Another Tunisian-born suspect, Tarek Maaroufi, was sentenced to six years for his involvement in the assassination of an anti-Taliban, Afghan military commander in 2001. Twenty others were convicted of lesser crimes and sentenced to up to five years. One defendant was acquitted.
"These acts were very grave, the evidence was clear and uniform," Judge Claire de Gryse said in pronouncing the verdicts and sentences at the end of Belgium's biggest-ever terrorism trial.
Trabelsi, 33, fidgeted in his seat during the lengthy court session, smiling at times and trying to talk to his co-defendants.
Trabelsi, who says he met Osama bin Laden in Afghanistan and asked to become a suicide bomber, was arrested two days after the Sept. 11, 2001, terrorist attacks on New York and Washington.

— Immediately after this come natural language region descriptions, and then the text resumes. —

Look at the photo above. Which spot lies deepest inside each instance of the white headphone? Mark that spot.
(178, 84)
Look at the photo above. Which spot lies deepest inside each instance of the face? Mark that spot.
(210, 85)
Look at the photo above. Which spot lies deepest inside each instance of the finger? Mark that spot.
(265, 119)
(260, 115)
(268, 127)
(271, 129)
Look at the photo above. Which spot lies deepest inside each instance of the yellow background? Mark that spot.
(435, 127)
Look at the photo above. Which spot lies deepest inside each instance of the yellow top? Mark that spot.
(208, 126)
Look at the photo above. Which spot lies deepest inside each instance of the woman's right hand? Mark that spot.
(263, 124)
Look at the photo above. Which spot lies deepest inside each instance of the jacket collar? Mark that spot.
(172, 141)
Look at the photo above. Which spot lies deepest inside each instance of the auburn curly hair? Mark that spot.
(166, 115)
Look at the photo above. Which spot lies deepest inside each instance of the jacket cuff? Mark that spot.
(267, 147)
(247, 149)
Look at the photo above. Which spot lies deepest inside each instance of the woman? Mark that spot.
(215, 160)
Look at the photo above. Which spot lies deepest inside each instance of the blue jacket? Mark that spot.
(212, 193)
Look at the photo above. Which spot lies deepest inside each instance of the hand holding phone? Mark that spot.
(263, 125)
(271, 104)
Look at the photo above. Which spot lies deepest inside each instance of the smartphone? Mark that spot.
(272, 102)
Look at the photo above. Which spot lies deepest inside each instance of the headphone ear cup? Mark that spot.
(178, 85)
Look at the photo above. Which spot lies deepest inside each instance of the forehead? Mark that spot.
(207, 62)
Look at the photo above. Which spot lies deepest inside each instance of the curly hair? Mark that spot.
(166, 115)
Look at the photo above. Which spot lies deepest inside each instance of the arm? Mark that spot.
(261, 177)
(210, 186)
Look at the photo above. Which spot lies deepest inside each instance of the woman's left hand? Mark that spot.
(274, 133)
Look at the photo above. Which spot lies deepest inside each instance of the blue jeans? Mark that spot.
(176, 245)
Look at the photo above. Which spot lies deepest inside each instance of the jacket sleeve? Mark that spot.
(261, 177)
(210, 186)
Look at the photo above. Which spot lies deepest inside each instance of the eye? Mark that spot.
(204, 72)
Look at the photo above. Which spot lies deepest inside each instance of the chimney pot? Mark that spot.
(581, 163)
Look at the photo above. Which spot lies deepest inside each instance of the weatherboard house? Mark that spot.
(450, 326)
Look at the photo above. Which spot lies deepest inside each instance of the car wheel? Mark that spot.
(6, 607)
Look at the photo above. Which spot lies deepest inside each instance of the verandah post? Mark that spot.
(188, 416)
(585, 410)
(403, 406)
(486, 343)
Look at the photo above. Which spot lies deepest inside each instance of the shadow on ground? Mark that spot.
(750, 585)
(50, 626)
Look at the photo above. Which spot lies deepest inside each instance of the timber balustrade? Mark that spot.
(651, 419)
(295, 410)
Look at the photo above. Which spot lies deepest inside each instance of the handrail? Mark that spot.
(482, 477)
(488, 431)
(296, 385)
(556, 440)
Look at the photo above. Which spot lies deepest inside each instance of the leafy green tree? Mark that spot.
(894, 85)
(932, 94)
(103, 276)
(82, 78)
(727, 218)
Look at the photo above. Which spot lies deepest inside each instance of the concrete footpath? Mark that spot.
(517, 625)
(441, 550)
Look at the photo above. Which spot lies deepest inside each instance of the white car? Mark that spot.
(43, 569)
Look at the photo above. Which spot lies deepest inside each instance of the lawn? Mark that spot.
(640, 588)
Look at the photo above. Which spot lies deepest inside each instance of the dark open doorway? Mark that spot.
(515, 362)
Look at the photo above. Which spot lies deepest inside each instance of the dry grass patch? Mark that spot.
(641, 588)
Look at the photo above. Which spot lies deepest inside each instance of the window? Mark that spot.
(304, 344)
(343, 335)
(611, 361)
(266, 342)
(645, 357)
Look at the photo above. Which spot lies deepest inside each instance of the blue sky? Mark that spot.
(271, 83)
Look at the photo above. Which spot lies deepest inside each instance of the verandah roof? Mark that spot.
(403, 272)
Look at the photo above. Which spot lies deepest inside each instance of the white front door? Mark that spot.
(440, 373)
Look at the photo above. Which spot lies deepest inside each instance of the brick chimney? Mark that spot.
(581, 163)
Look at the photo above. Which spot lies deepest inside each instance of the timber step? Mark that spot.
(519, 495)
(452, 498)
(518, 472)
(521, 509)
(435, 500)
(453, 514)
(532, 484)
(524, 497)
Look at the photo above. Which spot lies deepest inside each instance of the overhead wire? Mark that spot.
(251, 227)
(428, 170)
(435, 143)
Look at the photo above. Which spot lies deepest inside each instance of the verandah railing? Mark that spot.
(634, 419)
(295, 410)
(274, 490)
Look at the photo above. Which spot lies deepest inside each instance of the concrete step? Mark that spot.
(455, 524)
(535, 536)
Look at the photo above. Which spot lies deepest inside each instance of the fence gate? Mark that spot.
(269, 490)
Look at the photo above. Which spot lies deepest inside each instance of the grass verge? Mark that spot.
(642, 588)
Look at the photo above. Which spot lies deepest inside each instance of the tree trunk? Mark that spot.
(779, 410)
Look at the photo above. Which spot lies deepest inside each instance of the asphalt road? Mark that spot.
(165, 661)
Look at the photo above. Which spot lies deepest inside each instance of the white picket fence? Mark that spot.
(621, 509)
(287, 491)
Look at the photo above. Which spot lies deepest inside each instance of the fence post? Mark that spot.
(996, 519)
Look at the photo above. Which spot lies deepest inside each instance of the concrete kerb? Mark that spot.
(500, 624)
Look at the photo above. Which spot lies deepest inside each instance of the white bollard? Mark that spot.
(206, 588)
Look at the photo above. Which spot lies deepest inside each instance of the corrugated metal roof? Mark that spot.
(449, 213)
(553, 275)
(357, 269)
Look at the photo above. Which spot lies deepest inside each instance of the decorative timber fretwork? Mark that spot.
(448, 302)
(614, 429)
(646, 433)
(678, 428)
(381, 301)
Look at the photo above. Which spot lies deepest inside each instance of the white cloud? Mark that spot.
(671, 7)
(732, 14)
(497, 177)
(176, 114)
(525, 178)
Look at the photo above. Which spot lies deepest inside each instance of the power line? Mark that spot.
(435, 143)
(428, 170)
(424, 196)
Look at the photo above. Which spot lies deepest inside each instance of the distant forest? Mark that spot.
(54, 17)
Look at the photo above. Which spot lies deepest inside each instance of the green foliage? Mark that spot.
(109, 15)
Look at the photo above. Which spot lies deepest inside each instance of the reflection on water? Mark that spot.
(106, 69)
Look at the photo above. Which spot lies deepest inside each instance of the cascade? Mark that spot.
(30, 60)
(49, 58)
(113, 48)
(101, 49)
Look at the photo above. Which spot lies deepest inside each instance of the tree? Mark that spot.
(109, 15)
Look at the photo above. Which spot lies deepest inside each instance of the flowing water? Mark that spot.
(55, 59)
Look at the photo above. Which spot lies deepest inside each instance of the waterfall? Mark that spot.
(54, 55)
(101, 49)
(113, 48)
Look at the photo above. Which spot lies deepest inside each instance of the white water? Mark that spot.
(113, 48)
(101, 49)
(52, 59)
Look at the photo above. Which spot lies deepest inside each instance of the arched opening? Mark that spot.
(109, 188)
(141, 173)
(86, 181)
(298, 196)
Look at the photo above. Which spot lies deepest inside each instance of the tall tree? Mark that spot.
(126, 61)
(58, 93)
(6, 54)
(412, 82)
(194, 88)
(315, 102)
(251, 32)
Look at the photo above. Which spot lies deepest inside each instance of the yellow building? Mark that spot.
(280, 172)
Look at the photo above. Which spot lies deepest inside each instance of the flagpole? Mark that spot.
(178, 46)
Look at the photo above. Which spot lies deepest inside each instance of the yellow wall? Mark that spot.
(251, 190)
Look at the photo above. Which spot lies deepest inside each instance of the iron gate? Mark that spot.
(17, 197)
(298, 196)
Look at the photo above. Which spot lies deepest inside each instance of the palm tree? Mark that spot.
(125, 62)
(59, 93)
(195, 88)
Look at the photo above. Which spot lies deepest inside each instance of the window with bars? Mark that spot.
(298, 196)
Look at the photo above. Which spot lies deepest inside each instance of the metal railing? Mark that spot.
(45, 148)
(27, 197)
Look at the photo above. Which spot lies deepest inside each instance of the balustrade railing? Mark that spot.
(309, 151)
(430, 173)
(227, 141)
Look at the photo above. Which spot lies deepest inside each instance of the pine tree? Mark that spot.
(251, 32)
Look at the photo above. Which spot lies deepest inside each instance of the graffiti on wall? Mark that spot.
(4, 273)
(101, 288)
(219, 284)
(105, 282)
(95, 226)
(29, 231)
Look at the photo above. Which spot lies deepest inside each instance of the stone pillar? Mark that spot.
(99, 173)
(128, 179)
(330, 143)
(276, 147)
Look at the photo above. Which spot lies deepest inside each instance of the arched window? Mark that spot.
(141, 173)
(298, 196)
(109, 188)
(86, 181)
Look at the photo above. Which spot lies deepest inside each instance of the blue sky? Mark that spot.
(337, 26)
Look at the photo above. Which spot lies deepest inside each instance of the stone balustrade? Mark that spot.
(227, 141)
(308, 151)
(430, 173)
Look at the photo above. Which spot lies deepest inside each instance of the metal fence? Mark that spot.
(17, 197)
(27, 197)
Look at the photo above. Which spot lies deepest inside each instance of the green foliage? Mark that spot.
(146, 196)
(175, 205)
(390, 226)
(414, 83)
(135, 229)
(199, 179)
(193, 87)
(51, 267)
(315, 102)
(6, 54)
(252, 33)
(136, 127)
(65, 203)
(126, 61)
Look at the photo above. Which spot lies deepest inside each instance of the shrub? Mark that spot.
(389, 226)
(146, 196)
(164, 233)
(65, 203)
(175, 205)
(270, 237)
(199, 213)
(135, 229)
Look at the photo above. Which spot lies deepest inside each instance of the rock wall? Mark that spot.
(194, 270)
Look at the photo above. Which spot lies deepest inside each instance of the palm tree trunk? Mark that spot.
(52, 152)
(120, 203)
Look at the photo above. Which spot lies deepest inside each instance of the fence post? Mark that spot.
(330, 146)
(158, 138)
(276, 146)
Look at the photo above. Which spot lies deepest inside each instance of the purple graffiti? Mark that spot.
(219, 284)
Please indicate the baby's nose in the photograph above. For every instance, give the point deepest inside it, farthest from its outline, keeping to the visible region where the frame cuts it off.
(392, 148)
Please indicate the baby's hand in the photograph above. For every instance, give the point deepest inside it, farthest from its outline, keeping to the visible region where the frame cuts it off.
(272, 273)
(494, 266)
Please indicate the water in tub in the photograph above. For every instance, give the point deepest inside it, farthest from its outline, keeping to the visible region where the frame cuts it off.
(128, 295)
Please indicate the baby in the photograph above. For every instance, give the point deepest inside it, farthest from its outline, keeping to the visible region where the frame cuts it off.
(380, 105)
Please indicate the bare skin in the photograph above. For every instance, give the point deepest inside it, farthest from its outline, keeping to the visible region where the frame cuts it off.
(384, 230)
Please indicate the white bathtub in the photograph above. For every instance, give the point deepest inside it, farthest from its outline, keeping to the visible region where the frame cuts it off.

His arrest led to the discovery of the raw materials for a huge bomb and it was long suspected he was also involved in the planning of a suicide mission against the U.S. Embassy in Paris.
Although he admitted trying to bomb the Belgian air base -- where nuclear weapons are believed to be stored, although officials refuse to confirm or deny it -- he denied plotting to attack the embassy.
Because Belgium has no specific anti-terrorist laws, Trabelsi was charged with attempting to destroy public property, illegal arms possession and membership in a private militia.
He was accused of involvement in a fake passport ring linked to the Sept. 9, 2001, killing of anti-Taliban leader Ahmed Shah Massood. Massood was killed by two suicide bombers allegedly traveling on false Belgian passports.
Maaroufi, who was accused of trying to recruit for a foreign military force, faced up to 10 years in prison if convicted.
Most of the defendants claimed innocence and have said some of their suspicious contacts were maintained out of a sense of international religious brotherhood, not an attempt to commit crime or terrorism.
The 4-month-long trial was held under extreme security precautions at the ornate Justice Palace in the center of Brussels.